Apesar de bombardeadas por preconceitos sociais de diversos tipos, são
elas que nos caracterizam brasileiros, nos dão nossos traços mais fortes.
A
“OCUPAÇÃO GRANDES MINORIAS”
apresenta um panorama de teatralidades que surgem a partir desse tema, buscando
mapear as questões sociopolíticas da contemporaneidade brasileira, através da
cena, revelando um novo TEATRO
engajado, emocionalmente engajado, que tenha potência poética e pensamento
capazes de confrontar a indiferença e a insensibilidade que congelam as
relações do indivíduo com o outro e com o seu tempo e podem mesmo levar uma
sociedade ao terror e à barbárie.
GRANDES MINORIAS é uma ocupação que
celebra a palavra viva e a vida em comunidade e incita essa mesma comunidade a
ser criadora da realidade que deseja.
E essa “comunidade” somos nós.
Mosaico de cenas.
SINOPSE:
A peça narra um hilário e
exasperante encontro entre representantes das classes média e baixa, tendo,
como pano de fundo, a realidade prisional do país.
O golpe de um falso sequestro
reúne, por doze horas, dois representantes de classes sociais distintas e
distantes: uma senhora, classe média, do Jardim Botânico, bairro da zona sul do
Rio de Janeiro, e um jovem do Encantado, subúrbio da zona norte, que, preso,
por engano, e sem conseguir provar sua inocência, precisa do dinheiro do golpe,
para poder subornar quem o possa tirar de lá.

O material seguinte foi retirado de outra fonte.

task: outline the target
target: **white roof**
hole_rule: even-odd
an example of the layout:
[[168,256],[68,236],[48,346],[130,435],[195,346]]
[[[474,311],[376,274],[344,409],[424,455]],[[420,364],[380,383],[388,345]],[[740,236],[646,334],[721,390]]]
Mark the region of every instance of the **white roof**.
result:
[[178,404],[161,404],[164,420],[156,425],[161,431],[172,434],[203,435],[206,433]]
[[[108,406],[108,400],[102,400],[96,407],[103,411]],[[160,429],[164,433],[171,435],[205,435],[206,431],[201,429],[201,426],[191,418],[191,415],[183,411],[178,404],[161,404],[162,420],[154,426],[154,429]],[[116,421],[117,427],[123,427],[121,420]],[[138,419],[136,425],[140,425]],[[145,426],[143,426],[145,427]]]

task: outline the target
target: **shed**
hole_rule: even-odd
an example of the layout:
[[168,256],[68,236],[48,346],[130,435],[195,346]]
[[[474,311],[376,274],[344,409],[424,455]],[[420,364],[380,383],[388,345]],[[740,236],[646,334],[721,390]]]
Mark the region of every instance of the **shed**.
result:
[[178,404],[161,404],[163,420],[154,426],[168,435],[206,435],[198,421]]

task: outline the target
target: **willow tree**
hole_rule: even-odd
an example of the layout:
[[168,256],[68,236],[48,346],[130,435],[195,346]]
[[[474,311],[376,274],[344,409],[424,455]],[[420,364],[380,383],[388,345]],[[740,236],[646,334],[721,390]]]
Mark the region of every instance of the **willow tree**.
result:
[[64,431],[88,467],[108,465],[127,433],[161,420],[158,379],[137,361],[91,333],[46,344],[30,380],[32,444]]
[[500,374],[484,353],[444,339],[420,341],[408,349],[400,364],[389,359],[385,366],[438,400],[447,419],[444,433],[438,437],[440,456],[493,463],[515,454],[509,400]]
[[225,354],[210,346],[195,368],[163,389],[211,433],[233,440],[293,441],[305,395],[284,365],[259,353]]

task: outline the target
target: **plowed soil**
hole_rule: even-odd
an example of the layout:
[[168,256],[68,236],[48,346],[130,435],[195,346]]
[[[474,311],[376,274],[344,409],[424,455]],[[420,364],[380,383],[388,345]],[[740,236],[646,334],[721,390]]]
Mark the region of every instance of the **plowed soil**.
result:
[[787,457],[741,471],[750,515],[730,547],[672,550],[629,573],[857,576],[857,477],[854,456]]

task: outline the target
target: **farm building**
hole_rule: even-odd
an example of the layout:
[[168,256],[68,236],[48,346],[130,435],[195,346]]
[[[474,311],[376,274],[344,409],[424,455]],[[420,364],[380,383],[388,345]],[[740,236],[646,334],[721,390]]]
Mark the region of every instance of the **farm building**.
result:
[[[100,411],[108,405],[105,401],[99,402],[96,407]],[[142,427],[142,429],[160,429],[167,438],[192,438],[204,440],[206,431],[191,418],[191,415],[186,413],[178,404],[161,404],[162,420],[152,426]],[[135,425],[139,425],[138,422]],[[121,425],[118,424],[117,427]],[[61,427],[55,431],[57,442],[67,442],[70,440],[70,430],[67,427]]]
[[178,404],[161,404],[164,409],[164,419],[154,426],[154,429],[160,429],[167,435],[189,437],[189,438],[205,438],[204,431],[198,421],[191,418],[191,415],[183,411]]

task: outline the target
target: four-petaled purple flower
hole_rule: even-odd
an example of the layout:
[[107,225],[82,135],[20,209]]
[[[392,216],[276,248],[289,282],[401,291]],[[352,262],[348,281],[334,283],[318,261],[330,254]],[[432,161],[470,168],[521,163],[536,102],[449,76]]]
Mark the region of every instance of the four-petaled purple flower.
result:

Cena hilária: Ivson Rainero, Rodolfo
Mesquita e Felipe Koury.
Ao adentrar a
sala de exibição, o espectador já encontra os atores em cena, relacionando-se
entre si, descontraidamente, ainda fora de seus personagens, e, de forma
natural, vai-se formando uma espécie de cumplicidade entre elenco e plateia,
que vai acabar se transformando numa simbiose intensa entre ambos, mantida até
o final da peça.
Não há como
não se impressionar, e se encantar, com a imensa pintura, num telão, ao fundo
do palco, com uma imagem surreal de um Cristo
Redentor, um dos símbolos da ex-Cidade Maravilhosa, estilizado, no qual o
original é apenas a cabeça. O resto de
seu corpo é representado por duas armas de fogo, dispostas de forma
espetacular, gerando a imagem criativa de seu autor, o “designer” GUSTAVO BALDEZ. Gostaria de exibir aquela imagem, emoldurada,
num quadro, numa das paredes da minha sala de estar.
Não há grandes
complicações no cenário, criado por RENATO CARRERA. No espaço, não muito generoso, do Teatro Glauce Rocha, além do já citado
painel, apenas duas espécies de traves, como as utilizadas em jogos de futebol,
dispostas nas duas laterais, que servem para a sustentação de pontos de luz,
direcionados ao centro do palco; cadeiras e uma mesa, que é utilizada em
diversas posições, de acordo com as exigências das cenas. Tudo muito simples e prático, servindo às
intenções da direção, do próprio RENATO
CARREA, muito correta, diga-se de passagem.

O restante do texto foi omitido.